Simon Chama é também, a vários títulos, um filme de reemprego de arquivos. As sequências de reemprego de arquivos operam como vectores de intercalação dos diversos blocos narrativos, dotando a longa-metragem, paralelamente, de uma tessitura intermediática. No seu computador, Simon visiona extractos de filmes tão heteróclitos e de diferentes géneros cinematográficos, como o cinema amador e o cinema documental, quanto Journey Through a Day (1967), de Dale Johnson, e Children Underground (2001), de Edet Belzberg. O reemprego dos arquivos dos filmes visionados, também em formato 720p, consolida um imaginário — o imaginário do American Dream e o seu reverso —, vinculando Simon Chama, material e formalmente, à linhagem do New American Cinema — e, em particular, à obra de Morris Engel e Ruth Orkin, também protagonizadas por crianças e adolescentes — e do cinema independente norte-americano. A interpenetração entre os sistemas de representação da ficção e do documentário, marca estilística do New American Cinema e das suas derivações, é, aliás, uma das estratégias formais de Simon Chama, filme que traça uma cartografia, “real” e imaginária, de Lisboa e da sua periferia.

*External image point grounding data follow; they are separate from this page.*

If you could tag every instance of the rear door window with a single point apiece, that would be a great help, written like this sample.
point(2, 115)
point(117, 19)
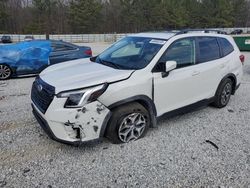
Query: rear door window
point(226, 46)
point(209, 49)
point(182, 51)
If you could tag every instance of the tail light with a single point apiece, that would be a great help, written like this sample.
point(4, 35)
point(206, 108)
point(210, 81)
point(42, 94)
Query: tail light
point(88, 52)
point(242, 59)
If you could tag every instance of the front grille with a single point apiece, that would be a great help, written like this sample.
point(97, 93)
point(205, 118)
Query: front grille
point(42, 94)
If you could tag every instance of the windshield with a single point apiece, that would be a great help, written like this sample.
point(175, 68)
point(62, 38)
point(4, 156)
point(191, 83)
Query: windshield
point(131, 53)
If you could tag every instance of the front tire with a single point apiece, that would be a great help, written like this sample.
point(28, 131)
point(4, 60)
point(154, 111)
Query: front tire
point(5, 72)
point(223, 94)
point(128, 123)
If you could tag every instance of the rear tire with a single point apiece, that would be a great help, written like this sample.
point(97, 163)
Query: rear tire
point(5, 72)
point(223, 93)
point(128, 123)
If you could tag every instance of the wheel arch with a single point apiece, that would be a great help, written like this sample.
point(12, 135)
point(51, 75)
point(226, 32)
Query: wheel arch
point(144, 101)
point(11, 68)
point(233, 78)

A longa-metragem de Sousa Ribeiro redefine, paralelamente, a relação entre margem e centro e entre observador e observado. O carro em que Simon se desloca com a mãe (e, por vezes, com a irmã) para a escola e para a cidade é fundamental para essa dupla redefinição. Se a deslocação do veículo, descentrando a personagem do principal décor do filme, a casa familiar, re-estrutura a relação entre Lisboa como centro e a periferia enquanto margem, é também durante essas travessias que a figuração da “percepção panorâmica”² de Simon olhando pela janela amalgama e sobrepõe, através do movimento e dos reflexos, o lugar do observador e o lugar do observado num mesmo plano, recordando a fotografia e certas obras cinematográficas (On Animal Locomotion, de 1994, por exemplo) de van der Keuken. Também os movimentos de câmara, de uma steady-cam performativa, respondendo às acções das personagens, improvisadas em certas sequências, contribuem para essa redefinição que questiona incisivamente a fronteira entre o dentro e o fora.

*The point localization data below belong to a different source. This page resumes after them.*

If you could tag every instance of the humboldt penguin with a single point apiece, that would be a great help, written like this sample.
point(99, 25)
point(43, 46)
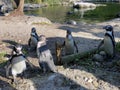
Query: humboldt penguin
point(69, 44)
point(33, 39)
point(108, 42)
point(16, 62)
point(45, 57)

A autora escreve segundo a antiga norma ortográfica.



[1] Numa das suas acepções, a passagem das personagens de uma obra para outra dentro da produção de um mesmo autor.

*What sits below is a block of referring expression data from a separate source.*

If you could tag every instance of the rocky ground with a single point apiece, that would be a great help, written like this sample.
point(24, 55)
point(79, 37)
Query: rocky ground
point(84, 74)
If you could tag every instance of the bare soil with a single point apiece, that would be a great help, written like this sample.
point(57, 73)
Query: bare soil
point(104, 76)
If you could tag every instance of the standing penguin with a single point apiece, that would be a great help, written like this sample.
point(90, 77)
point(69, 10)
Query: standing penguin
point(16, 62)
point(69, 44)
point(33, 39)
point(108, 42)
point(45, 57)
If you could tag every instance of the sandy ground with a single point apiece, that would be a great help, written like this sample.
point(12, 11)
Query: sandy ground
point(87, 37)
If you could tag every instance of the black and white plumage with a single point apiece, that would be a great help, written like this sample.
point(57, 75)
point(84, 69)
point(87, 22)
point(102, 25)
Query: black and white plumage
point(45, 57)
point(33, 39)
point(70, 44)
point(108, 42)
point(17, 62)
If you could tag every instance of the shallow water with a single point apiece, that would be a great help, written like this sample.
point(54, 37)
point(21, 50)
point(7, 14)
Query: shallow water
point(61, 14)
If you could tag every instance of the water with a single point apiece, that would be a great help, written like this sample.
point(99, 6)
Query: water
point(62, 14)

[2] Schivelbusch, Wolfgang. The Railway Journey. The Industrialization of Time and Space in the 19th Century. Los Angeles e Londres: University of California Press, 2014.

Raquel Schefer

Investigadora, realizadora, programadora e professora associada na Universidade Sorbonne Nouvelle (Paris), Raquel Schefer é doutorada em Estudos Cinematográficos pela mesma instituição — com uma tese dedicada ao cinema revolucionário moçambicano — e mestre em Cinema Documental pela Universidad del Cine (Argentina). É autora do livro El Autorretrato en el Documental (Ediciones Universidad del Cine, 2008). Foi professora em diferentes universidades em França, em Espanha, na Argentina e no México e investigadora convidada na UCLA. Foi bolseira de pós-doutoramento da FCT. É coeditora da revista de teoria e história do cinema La Furia Umana.